Eleanor’s husband—the person who allegedly murdered her—had been a mystery from the beginning. The Vista Grand had been a popular place for tycoons back before the Second World War. We didn’t have the old hotel ledgers—they’d been lost years ago—so the only information we had on guests was based on news clippings from the time.

Then I registered the name he’d just mentioned.

“Wait, Nora? You mean the town librarian?”

“Yeah—God, Chels, keep up.” Jude explained that he’d been spending time with Nora, who he’d met at the library’s children’s story time. Now that he mentioned it, I remember he’d been chatting to her at one of Eli’s baseball games back in the summer. It turned out she also had an interest in ridiculous mysteries, like the one at our hotel. It also turned out she and my brother—the most unlikely pairing, given her quiet, almost mousy demeanor—had become friends.

Jude looked almost soft when he talked about her. If I didn’t know better, I would have wondered if there was something else going on between them.

But I did know better, and I knew my brother. He dated, he broke hearts. But he didn’t have crushes.

Finally, Jude glanced at his phone and grimaced. “Shit. I’m late for that staff meeting.” He gave me another stinky squeeze before I could protest.

After Jude left, I stayed downtown for a bit, thinking it would help keep me distracted. I considered texting Mia to see if she wanted to hang out, but put my phone away at the last minute.
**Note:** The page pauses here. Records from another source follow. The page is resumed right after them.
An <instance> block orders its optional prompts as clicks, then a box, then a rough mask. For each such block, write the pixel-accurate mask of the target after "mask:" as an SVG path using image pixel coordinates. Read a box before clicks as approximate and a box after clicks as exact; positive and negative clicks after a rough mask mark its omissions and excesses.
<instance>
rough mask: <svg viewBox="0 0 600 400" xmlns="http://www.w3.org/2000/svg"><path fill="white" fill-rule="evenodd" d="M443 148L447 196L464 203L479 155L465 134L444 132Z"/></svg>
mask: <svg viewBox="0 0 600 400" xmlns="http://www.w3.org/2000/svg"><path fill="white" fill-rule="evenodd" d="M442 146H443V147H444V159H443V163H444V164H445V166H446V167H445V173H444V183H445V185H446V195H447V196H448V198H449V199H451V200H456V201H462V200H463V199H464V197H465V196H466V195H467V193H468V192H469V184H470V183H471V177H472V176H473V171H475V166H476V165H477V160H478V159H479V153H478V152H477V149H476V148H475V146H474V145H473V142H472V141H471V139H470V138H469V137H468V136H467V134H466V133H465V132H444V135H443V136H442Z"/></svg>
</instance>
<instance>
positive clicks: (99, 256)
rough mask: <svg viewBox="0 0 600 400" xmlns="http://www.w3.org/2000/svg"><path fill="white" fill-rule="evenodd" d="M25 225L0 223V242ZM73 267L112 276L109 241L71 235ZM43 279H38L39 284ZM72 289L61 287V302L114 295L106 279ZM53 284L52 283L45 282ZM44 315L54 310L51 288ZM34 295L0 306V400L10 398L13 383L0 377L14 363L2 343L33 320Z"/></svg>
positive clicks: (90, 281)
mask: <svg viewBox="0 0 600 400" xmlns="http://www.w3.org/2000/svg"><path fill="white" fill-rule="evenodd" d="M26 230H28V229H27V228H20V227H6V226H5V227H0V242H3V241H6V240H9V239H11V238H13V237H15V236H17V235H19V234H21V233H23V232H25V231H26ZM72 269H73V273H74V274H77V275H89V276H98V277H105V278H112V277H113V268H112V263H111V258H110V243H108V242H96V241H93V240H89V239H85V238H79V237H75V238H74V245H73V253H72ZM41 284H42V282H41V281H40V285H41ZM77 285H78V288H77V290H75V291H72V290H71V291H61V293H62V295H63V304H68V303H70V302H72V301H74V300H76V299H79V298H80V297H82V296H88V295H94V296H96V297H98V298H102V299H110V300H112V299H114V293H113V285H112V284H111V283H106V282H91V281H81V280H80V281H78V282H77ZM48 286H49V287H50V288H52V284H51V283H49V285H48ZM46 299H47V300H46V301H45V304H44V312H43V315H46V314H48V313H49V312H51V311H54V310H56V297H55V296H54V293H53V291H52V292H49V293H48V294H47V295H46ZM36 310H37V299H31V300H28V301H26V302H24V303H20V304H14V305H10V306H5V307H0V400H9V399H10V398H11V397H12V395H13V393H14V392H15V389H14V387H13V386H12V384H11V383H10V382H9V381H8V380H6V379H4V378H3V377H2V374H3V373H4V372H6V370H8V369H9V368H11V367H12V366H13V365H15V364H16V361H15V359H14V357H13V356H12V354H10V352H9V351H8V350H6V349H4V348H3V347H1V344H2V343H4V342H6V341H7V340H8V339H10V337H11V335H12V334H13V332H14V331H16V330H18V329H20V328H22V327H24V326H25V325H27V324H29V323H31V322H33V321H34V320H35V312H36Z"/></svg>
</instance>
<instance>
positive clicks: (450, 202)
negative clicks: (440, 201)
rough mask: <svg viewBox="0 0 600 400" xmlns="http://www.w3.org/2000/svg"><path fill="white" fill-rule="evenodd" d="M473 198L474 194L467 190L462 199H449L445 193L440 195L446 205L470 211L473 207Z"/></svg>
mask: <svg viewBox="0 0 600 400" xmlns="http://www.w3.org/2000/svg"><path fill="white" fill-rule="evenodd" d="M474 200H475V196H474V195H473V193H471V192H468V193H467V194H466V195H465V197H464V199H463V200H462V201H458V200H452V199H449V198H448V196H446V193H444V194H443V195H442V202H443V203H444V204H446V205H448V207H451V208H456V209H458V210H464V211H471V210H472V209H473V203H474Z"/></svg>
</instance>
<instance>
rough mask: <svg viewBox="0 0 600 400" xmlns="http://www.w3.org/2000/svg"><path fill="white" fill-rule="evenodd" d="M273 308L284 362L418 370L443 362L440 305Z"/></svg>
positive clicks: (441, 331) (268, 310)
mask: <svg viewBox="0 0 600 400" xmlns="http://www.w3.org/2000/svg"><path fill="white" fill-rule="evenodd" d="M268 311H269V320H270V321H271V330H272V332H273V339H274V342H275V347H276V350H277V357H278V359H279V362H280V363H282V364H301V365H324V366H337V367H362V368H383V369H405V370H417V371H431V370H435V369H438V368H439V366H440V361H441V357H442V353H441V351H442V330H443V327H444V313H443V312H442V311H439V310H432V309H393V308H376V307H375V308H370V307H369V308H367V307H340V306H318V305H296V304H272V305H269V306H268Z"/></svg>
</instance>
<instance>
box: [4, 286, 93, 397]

What I needed was to be distracted by moving forward, thinking about my future, not gossiping about inconsequential things with Mia. We hadn’t talked since I’d returned Lola to her the other day. I’d tried to hide my injuries, but of course Mia noticed the tear in my pants. When she’d grasped my wrists, inspecting the scrapes, I’d confessed Lola had gotten a bit rambunctious. I didn’t tell her about how I’d nearly been hit by a car, nor did I tell her about who patched me up.

I’d kept that to myself.

So, instead of calling Mia, I went window shopping. Maybe getting some new work clothes would help. Maybe, wearing new clothes, I could envision what it would be like to be my own boss. But as I peered through the window of the women’s clothing stores on Arbutus, I realized the idea excited me more than I’d admitted. I couldn’t seem to let it go.
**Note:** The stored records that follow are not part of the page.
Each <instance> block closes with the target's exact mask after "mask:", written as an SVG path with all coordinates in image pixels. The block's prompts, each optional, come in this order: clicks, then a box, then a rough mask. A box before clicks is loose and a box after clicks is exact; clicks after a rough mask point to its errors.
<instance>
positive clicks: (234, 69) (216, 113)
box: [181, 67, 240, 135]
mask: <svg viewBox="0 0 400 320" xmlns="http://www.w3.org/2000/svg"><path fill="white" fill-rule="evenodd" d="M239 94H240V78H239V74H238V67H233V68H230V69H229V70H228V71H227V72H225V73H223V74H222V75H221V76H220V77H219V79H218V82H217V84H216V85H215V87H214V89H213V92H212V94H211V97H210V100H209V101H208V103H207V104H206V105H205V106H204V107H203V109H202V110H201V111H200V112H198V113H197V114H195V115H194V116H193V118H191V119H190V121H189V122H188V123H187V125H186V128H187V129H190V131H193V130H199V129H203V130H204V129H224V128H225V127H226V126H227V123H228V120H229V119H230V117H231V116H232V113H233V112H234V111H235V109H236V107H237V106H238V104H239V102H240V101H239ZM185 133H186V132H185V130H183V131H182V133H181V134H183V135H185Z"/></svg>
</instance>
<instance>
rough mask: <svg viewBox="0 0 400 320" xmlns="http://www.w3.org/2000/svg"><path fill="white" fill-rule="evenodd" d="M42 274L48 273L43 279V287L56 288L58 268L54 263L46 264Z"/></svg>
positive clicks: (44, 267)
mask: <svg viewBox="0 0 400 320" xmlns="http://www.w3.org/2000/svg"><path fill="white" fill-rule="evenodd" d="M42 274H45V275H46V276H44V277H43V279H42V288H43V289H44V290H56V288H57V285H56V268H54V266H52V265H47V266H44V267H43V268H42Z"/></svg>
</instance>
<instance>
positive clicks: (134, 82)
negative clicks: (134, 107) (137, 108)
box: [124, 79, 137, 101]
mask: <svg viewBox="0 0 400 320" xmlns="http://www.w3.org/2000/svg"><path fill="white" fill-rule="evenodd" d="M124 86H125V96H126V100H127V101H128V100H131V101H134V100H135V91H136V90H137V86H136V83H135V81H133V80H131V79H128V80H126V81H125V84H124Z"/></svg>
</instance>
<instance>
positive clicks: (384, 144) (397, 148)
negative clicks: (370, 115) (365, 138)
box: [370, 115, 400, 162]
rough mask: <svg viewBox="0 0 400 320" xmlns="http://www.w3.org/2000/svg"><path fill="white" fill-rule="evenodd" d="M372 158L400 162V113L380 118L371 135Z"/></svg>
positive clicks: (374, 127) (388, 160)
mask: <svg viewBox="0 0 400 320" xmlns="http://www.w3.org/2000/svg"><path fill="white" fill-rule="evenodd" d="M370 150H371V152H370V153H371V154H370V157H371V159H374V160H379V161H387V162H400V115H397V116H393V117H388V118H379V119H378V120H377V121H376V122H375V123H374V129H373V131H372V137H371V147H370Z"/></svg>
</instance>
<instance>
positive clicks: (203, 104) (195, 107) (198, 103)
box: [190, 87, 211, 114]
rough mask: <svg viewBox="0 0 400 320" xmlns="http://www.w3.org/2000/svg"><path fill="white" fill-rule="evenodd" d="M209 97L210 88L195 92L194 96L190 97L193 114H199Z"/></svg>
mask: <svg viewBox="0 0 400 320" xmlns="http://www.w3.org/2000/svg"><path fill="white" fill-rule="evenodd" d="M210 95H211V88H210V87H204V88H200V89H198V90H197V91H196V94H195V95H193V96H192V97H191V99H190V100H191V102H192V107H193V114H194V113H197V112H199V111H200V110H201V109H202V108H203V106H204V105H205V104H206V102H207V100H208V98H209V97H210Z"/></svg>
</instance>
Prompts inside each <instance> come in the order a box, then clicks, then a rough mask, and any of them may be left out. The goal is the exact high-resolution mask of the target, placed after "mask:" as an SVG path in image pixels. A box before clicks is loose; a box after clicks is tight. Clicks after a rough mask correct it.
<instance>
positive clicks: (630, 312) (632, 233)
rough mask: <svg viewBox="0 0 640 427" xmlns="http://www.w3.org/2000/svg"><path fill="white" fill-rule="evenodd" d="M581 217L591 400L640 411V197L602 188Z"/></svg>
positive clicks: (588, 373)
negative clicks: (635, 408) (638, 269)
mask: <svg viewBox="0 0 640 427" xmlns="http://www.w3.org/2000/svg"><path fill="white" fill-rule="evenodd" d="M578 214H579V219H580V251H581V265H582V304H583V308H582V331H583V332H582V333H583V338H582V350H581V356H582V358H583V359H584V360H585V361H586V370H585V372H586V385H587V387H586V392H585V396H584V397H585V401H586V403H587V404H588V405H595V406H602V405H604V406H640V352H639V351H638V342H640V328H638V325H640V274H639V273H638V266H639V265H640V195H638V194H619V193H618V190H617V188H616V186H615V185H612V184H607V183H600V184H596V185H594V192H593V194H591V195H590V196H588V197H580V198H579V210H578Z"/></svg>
I went inside and selected several outfits from the racks.

As I tried them on, I couldn’t help picture wearing them at my own office, not unlike the one Reilly and Sons occupied. Small and intimate, in downtown Quince Valley. Artfully decorated with a bell over the door, sunlight streaming into my office. There would be event plans posted on the walls, a schedule dotted with the select, curated events I chose based on how much I fell in love with each celebration…

It was silly, but buying the blazers felt like a step in the right direction. A future Chelsea—one who didn’t ache when she thought about Seamus Reilly.

That night, I dropped my bags by the front door, exhausted, and slept for nearly fourteen hours. It wasn’t until the next day, when I got around to putting away the clothes I’d bought, that I reached into my bag and pulled out the paper package Seamus had given me.

My stomach dropped.

Somehow, in the rush yesterday, I’d completely forgotten about it. All the effort I’d made the day before keeping Seamus out of my head vanished as the feelings from the previous morning rushed back. How he’d thrust the package in my hand while I could still taste him on my lips; while blood still rushed through my veins, heating up my very core.

I held the package, feeling ridiculous at how suddenly nervous I was—my pulse raced in my ears. It was just a present. A book, probably.

Except when I unfolded the top, my breath caught in my throat. It wasn’t just a book. It was a sketchbook—the good kind, with real weighted paper. There was a packet of drawing pencils inside, too.

I sat down on the bed, my heart thudding with emotion. I still hadn’t quite believed it when Seamus remembered.

I turned the blank pages, feeling touched and pained in turns. It was thoughtful, beyond thoughtful. But the thought of drawing again… a memory rushed at me, of paint, streaking down a water-logged paper. Cold rain pressing down on me. A feeling like a knot inside of me, twisting tighter and tighter.